# : Tier.Net Technologies, LLC (Tier.Net) Launches New Line of VPS Hosting Solutions Powered by Solid



## TierNet (Nov 18, 2014)

Monday, November 17, 2014, Melbourne, Florida, USA: Tier.Net Technologies, LLC (http://www.tier.net) launched new and improved VPS (virtual private server) hosting plans to their arsenal of high-performance and reliable web hosting solutions. The new VPS hosting plans include major upgrades, with changes across the board, including increased RAM, bandwidth, and storage.   Additionally, clients now have an option to select solid state storage powered by Samsung 840 series SSD drives utilizing hardware RAID with battery backups.

The improved resources such as RAM and bandwidth are designed to deliver optimum performance and high data transfer at a low price. The most significant addition to the upgrade is fast SSD RAID storage space, which compared to traditional storage, reads/writes data up to 800x faster, offering quicker data execution with enhanced overall server performance and I/O response time. With the upgrade option to SSD technology, Tier.Net is bringing highly responsive and blazing fast virtual servers for web designers, IT professionals, and individuals.   New KVM based nodes feature fast Intel Xeon E3-1270v3 processors and a low client/server ratio. 

Tier.Net’s VPS hosting solution is ideal for customers who need hosting that is more powerful than that of traditional shared hosting platforms, yet require performance and flexibility of a dedicated server.  The virtual servers offered by Tier.Net provide security, scalability and reliability backed by the latest virtualization and cloud control panels. Experienced admins can choose self-managed servers or those looking for full management, can leave the administration to Tier.net.    In addition, Tier.Net has launched “Ultimate Management” for only $15.00 a month, which includes full management with domain-level support, script/application advice and troubleshooting, a dedicated account manager, and up to 50GB off-site backup storage.

“In this competitive marketplace, client demand dictates that we provide as many options as feasible.  It makes sense to upgrade our feature set and to make SSD storage available as an option to our VPS clients,” said John Dundon, Managing Partner at Tier.Net.   Dundon further added, “With the newly upgraded VPS configurations, we offer industry-leading VPS hosting at very affordable prices.  For a limited time, we are excited to make our lightning fast SSD RAID drives available at no additional cost.”

Tier.Net’s VPS hosting solutions start from just $15.49 with further savings on annual billing cycles.

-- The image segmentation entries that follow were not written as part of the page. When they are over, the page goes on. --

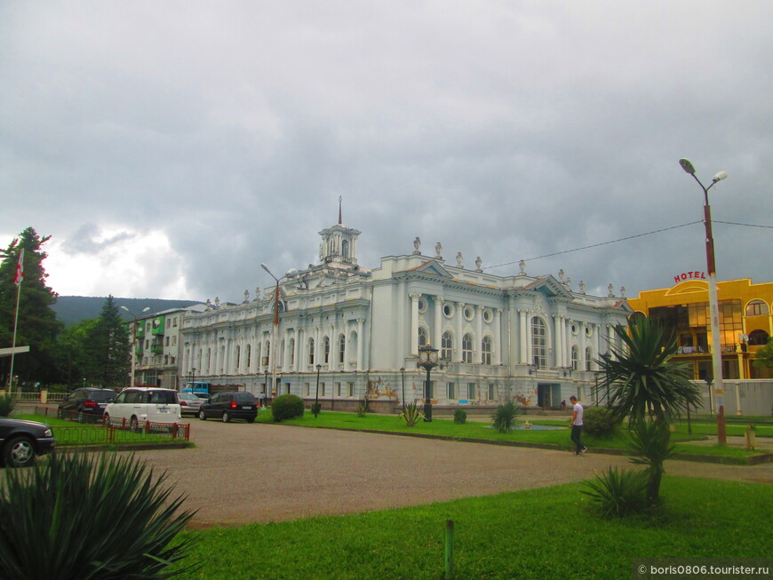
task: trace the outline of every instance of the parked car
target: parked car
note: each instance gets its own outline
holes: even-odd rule
[[[113,389],[98,389],[84,387],[76,389],[59,405],[59,417],[75,418],[81,423],[102,417],[108,403],[115,401],[117,396]]]
[[[6,467],[27,467],[56,445],[50,425],[36,421],[0,418],[0,462]]]
[[[179,399],[179,412],[181,415],[197,416],[199,414],[199,408],[204,402],[203,399],[197,397],[193,393],[178,393],[177,398]]]
[[[106,421],[116,425],[126,419],[132,429],[140,421],[177,423],[179,417],[179,401],[173,389],[130,386],[105,408]]]
[[[247,423],[258,417],[258,401],[251,393],[218,393],[199,409],[199,418],[219,417],[223,423],[231,419],[245,419]]]

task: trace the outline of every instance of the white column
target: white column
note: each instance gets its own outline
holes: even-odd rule
[[[418,353],[418,298],[421,294],[410,295],[410,354]]]
[[[357,370],[363,370],[364,369],[363,361],[363,353],[364,352],[364,345],[365,345],[365,333],[363,331],[365,325],[365,320],[363,318],[357,319]],[[417,341],[418,340],[418,331],[417,330],[416,336]],[[417,350],[418,350],[417,348]]]
[[[433,330],[432,344],[435,348],[442,346],[442,296],[434,297],[434,330]]]
[[[521,343],[521,364],[530,364],[531,361],[529,360],[529,343],[526,341],[528,333],[526,331],[525,310],[518,310],[518,341]]]
[[[457,303],[457,312],[456,312],[456,323],[457,323],[457,345],[458,348],[454,351],[454,362],[462,362],[462,321],[465,317],[465,303],[458,302]]]

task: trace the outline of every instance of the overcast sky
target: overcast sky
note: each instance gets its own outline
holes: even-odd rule
[[[423,253],[633,297],[773,281],[773,3],[0,2],[0,245],[60,295],[241,302]],[[501,264],[508,264],[491,267]],[[490,268],[490,269],[489,269]]]

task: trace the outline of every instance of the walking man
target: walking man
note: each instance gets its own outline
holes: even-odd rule
[[[570,423],[570,426],[571,427],[571,441],[574,441],[576,446],[575,455],[585,455],[585,452],[588,450],[588,448],[585,447],[580,441],[580,435],[583,433],[583,406],[578,402],[577,397],[571,395],[569,398],[570,401],[572,405],[574,405],[574,411],[571,414],[571,423]]]

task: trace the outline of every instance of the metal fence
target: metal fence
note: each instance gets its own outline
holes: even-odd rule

All VPS servers are powered by cutting edge nodes with the latest hardware wholly owned by Tier.Net.  Tier.Net’s datacentres provide outstanding connections to the United States, Europe, and Asia/Pacific .   Each are connected to high speed, N+2 redundant, multi-homed transit providers to offer a 100% uptime SLA and zero packet loss. Tier.net owns its own hardware, network equipment, and asserts an in-house staff available 24/7/365 for assistance.  For more information, visit http://www.tier.net.

*About Tier.Net Technologies LLC:*

Established in early 2013, Tier.Net has made a name for itself by offering quality web hosting solutions. Tier.Net offers Business Web Hosting, Reseller Hosting, VPS Hosting, Dedicated Servers, and Domain Registration at competitive prices in the market. Its unparalleled support makes it exemplary for clients searching for a solid web hosting provider for their personal and business sites.


----------